Neruda Quotes

  • Senador: I'm talking to you, sir!

    Pablo Neruda: I'm listening, Senator.

    Senador: Are you Neruda or aren't you?

    Pablo Neruda: I am.

    Senador: Good, because two months ago your name was Ricardo Reyes. Why did you change your name? Did you steal something?

  • Pablo Neruda: [discussing President Videla with his fellow Senators] We all elected him, Senator. Regrettably, we all did. All of us idiots in this room elected him.

  • Óscar Peluchonneau: [voiceover about the intellectual leftist party guests at the Neruda house] They don't know what it is to sleep on the floor. But they're all reds. If we had a Bolshevik revolution, they would be the first to run away.

  • Óscar Peluchonneau: [voiceover about the Nerudas] And his wife. I don't get her. An Argentinian aristocrat educated in Paris, who wound up tutoring this railway worker's son.

  • Óscar Peluchonneau: [voiceover about Neruda] Many women must imagine he makes love with a rose in his teeth. And that after kissing them, he runs off to write new love poems, inspired by them. He's the king of love.

  • Óscar Peluchonneau: [voiceover] People say Chile is an island and that the Andes are like a second sea. A gigantic wave that never breaks. On the other side there's a strange flat land called Argentina.

  • Escolta en frontera Argentina: If you have two names, you can't leave the country.

  • Pablo Neruda: [voice-over, reading inscription in paperback novel left for his pursuer] Rise and be born with me, policeman brother.

  • Óscar Peluchonneau: [voiceover about the Pisagua concentration camp] I even have a truck, and a zoo in the middle of the desert. Those who try to escape turn into pillars of salt. But no one ever escapes, because the prison captain is a blue-eyed fox. His name is Augusto Pinochet.

  • Pablo Neruda: Police novels help me forget the police are after me.

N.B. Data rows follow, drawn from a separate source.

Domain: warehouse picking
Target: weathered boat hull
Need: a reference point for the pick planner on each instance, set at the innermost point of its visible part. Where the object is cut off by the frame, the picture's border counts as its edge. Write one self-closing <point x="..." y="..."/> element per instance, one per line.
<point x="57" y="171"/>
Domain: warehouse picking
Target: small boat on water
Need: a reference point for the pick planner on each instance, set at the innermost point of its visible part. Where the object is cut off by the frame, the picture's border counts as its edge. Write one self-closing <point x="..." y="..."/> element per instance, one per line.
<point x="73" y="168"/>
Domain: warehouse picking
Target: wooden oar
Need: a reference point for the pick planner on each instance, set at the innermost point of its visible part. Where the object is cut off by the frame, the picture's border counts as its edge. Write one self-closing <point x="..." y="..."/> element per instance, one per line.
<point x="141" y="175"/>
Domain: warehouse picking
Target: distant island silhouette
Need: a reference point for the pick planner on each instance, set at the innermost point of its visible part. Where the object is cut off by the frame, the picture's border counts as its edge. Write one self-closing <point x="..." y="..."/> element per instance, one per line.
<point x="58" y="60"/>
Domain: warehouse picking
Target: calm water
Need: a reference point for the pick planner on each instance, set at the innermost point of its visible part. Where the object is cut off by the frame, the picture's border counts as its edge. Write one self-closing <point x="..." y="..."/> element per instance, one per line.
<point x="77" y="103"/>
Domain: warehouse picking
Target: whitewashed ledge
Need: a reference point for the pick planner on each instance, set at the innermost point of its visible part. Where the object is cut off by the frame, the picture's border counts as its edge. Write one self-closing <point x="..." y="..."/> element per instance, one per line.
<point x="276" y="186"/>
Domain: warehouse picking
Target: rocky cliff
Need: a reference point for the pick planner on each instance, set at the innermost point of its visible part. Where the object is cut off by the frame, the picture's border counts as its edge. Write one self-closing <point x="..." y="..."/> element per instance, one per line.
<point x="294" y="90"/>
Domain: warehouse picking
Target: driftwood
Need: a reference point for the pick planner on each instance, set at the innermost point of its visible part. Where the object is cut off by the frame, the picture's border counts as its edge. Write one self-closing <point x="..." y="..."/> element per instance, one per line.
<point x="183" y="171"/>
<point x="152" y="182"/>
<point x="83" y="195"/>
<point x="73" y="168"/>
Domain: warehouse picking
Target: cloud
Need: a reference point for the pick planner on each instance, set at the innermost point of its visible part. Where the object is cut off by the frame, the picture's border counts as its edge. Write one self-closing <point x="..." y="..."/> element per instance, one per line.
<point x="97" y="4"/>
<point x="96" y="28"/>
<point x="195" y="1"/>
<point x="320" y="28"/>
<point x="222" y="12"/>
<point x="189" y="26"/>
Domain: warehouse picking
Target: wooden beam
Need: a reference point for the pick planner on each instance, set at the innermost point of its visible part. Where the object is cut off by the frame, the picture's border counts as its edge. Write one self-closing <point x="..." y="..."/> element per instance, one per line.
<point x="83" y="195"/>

  • Óscar Peluchonneau: [voiceover while looking at a statue of Olivier Peluchonneau in police headquarters] Thanks, Dad.

  • Óscar Peluchonneau: [to Delia] I'm not a supporting character.

  • Óscar Peluchonneau: [into microphone during a national radio broadcast] Hello Chile. The poet is a public menace, and an unforgettable lover.

  • Álvaro Jara: What you want is a great escape. Yes?

    Pablo Neruda: I won't play the fascists' game. I'll become their worst nightmare. In order to do that, I need to be a popular giant.

    Álvaro Jara: You can't do that.

    Pablo Neruda: I already have.

    Álvaro Jara: No, you can't. People would say you used this persecution to become a saint. That we were never actually oppressed. That we like to play the victim. That we like to suffer. But they're killing us, for real. Look. I only ask you to be a bit more humble. Good luck on your journey.

  • Delia del Carril: [to Neruda] Being with you is beautiful. It's like living on a tree-lined street.

  • Pablo Neruda: [to Delia] Little ant, I thought I'd die with you. You've given me everything. Without you, I wouldn't be me.

  • Óscar Peluchonneau: [voiceover] The poet gave them words to tell about their lives. Their harsh lives. And these words gave meaning to their nightmares. That's why he did it. To give them a voice. They will quote him each time history tramples them. They don't remember the love poems. They remember the poems of rage. Unrecognizable poems. Poems of an imaginary future.

  • Gabriel González Videla: [describing Neruda to his staff] During my campaign, this man would pull a piece of paper out of his pocket and ten thousand workers would go silent to hear him recite poetry in that voice of his.

  • Pablo Neruda: To write well, one must know how to erase.

  • Óscar Peluchonneau: [voiceover] The poet has the fever of artistic spirits, who tend to think the world is something they imagined.

  • Arturo Alessandri: You and your communist comrades were so thirsty for power that you let yourself be fooled by a three-penny populist.

    Pablo Neruda: What's wrong with having ambitions of power? It's our turn now. We are entitled to aspire to La Moneda.

    Arturo Alessandri: How will you govern?

    Pablo Neruda: With a democracy of Soviets of soldiers, workers and peasants.

    Arturo Alessandri: God help us all. The palace will be covered in peanut shells and broken bottles. They'll write laws with spelling mistakes.

    Pablo Neruda: Perhaps. But the cemeteries won't be filled with executed political prisoners.

    Arturo Alessandri: Senator, please.

    Pablo Neruda: You think the way to defeat communism is to push us into exile. To put us in jail. But allow me to offer some advice. The solution is to kill us all. Kill us. That will solve your problem.

    Arturo Alessandri: Don't say that again. Some may be tempted to try.

    Pablo Neruda: Who's going to? You?

    Arturo Alessandri: I'll consider it.